How did the Universe begin? This is just one of the great unknowns at the frontiers of Fundamental Science, along with questions on the possible kinds of quantum matter, and if there is a unified theory of fundamental forces.
During a public lecture co-organised by The HEAD Foundation and the Institute of Advanced Studies of Nanyang Technological University on 25 August 2017, Nobel Laureate in Physics 2004, Professor David Gross, outlined these unknowns and discussed how we are trying to find answers to these questions in the Maxwell Auditorium of Science Centre Singapore.
Prof Gross began by commenting on how much we have discovered in the past 50 years, particularly on particle physics and our understanding of the structure within an atom. Such discoveries have given us the ability to control matter.
…we are now smart enough to be ignorant in new ways. New questions arise that we didn’t know enough to even ask 50 years ago, and that’s what drives science forward — informed ignorance.
It is the seemingly never-ending, unanswered open questions, what we do not yet know, that attract people to get into science. Prof Gross emphasised that, rather ironically, the most important product of knowledge is ignorance. It is when we are smart enough, through knowing more than we did before, that we open up to new questions that we would not have thought of asking before.
To illustrate this, he discussed the origin of the universe and how it evolved from a hot ball of gas to something that has structure, has expanded, and is still expanding in an accelerated manner. Such a topic, originally discussed in the realm of religion and philosophy, can now be discussed scientifically given the knowledge we have acquired. However, there is still plenty about the universe to be learnt, such as dark matter and dark energy, which is assumed to be the cause for the accelerated expansion of the universe.
…the most fundamental research that leads to the most fundamental advances in technology is never, or rarely, discovered as an answer to some given project by some government or corporation. And the best example by far in recent time is quantum mechanics.
Prof Gross went on to discuss other aspects of the universe and what we have learnt about them in the past few decades, such as vacuum, gravity, space and time, and black holes.

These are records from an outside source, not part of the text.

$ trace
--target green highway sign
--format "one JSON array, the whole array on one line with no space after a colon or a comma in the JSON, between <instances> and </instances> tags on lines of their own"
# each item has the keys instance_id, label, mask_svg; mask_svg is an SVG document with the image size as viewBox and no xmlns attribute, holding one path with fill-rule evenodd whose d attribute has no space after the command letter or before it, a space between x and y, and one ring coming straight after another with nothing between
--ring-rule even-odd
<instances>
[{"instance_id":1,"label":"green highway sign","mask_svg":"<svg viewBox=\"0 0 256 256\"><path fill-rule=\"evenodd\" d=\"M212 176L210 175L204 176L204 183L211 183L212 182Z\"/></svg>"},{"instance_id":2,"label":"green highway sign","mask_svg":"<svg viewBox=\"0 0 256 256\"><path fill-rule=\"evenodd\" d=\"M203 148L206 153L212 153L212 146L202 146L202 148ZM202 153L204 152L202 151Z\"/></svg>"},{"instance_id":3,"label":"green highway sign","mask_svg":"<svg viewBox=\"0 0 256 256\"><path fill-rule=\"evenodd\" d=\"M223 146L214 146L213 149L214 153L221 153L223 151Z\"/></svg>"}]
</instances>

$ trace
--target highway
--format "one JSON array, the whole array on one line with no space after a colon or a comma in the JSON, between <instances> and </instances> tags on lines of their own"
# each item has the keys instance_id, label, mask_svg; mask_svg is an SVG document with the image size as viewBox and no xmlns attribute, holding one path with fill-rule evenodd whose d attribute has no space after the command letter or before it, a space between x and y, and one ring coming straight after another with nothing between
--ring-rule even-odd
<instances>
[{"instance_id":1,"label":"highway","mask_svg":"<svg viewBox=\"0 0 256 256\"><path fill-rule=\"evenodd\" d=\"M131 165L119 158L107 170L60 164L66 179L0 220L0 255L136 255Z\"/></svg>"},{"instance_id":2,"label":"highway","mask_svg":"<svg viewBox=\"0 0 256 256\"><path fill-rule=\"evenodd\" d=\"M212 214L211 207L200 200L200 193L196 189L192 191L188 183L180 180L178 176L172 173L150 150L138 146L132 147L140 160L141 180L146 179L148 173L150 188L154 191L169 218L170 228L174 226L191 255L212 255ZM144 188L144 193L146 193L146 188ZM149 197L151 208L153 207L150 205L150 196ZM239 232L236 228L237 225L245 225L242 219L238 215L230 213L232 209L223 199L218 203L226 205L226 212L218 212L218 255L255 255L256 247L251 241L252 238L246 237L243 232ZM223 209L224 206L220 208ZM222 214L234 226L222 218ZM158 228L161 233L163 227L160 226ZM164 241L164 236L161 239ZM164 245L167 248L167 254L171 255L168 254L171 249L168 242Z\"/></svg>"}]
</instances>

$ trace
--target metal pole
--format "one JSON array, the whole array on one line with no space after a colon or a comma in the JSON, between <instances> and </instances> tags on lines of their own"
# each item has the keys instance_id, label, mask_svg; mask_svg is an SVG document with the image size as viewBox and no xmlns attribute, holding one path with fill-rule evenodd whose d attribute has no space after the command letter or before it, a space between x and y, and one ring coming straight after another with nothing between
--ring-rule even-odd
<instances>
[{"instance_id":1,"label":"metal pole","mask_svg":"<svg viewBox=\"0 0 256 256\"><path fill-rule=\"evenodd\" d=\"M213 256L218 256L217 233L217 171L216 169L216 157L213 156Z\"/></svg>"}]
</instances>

And although studying the universe may not have obvious and immediate pay-offs, the discoveries of the past decades have given us a glimpse of the possibilities the universe has to offer – and the knowledge to be gained from our current ignorance.
The talk ended with Prof Gross addressing the audience’s questions, including how much we have progressed in controlling and manipulating fundamental particles, and the role consciousness plays in the theories of the universe.